April 9, 2018
Elevating the success of knee replacements so that the knee becomes the patient’s “forgotten joint” is the goal of Julius Oni, assistant professor of orthopaedic surgery at Johns Hopkins.
Oni’s clinical practice focuses on innovative ways to improve patient outcomes after hip and knee replacement surgeries. For example, Oni performs total knee replacement using incisions that are approximately half the length of the traditional total knee incision. “The classic, traditional total knee replacement incision is 8 to 12 inches long. In contrast, by using the small-incision technique, my incisions are between 4 and 6 inches,” says Oni.
Positioning the knee in extension during a significant portion of the surgery allows Oni to use a small incision and keep the soft tissue relaxed. Oni avoids prolonged subluxation of the tibia over the femur and minimizes the amount of subluxation of the patella. Besides the aesthetic advantages for patients who want to avoid the typical long anterior incision, Oni finds that this technique can potentially shorten recovery time, reduce the risk of severe pain from the stretch of the soft tissue, and reduce the risk of severe swelling.
Oni is also an advocate for partial knee replacements, which account for approximately 10 percent of the surgeries he performs. Oni says partial knee replacement is an option that other surgeons often dismiss. “In the past, partial knee replacements had a bad reputation as a stopgap measure, something to hold you over until you need a total knee replacement,” Oni says. “That is not necessarily true anymore.”
By retaining all the ligaments and healthy compartments, Oni finds that a partial knee replacement can feel much more like a normal knee than a total knee replacement. “Patients recover a lot faster, and the complication profile is a lot better. There is less risk of infection, deep venous thrombosis, cardiopulmonary complication and blood loss,” says Oni.
Although patients report high satisfaction after knee replacement, some are not entirely pain-free. “There is still a lot of opportunity to improve the execution of knee replacement,” says Oni.
Oni is addressing that issue through his research on “pain mapping.” By studying the location, timing and characteristics of knee pain postoperatively, Oni hopes to identify pain patterns that will become the focus of an anatomical study.
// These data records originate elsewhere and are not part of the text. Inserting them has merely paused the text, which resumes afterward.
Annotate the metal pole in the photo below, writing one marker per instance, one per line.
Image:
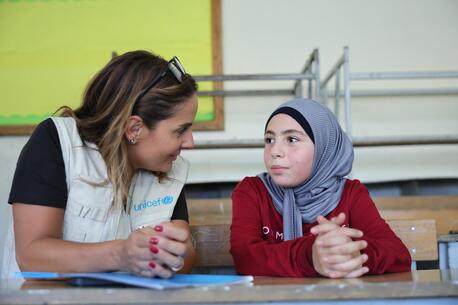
(337, 94)
(346, 71)
(318, 91)
(237, 77)
(403, 75)
(357, 142)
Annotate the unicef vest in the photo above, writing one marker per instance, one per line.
(92, 215)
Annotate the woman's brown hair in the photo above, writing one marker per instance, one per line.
(111, 98)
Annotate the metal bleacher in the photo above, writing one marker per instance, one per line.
(318, 89)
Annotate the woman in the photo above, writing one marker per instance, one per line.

Oni plans to examine the areas of interest from the skin down to the intra-articular structures of the knee joint to determine the cause of the pain. The ultimate goal, he says, “is to educate patients better and develop interventions that can alleviate the pain, especially in the acute and subacute postoperative periods.”
Oni’s passion for improving joint replacement surgery stems from his knowledge of the effect it can have on his patients’ lives. One of his patients was wheelchair-dependent for three years because of a knee deformity secondary to neglected arthritis. Oni replaced both knees, and the patient is now able to walk. “The fact that we can take people from significant debilitation to a place where they have their lives back,” says Oni, “makes what we do worth it.”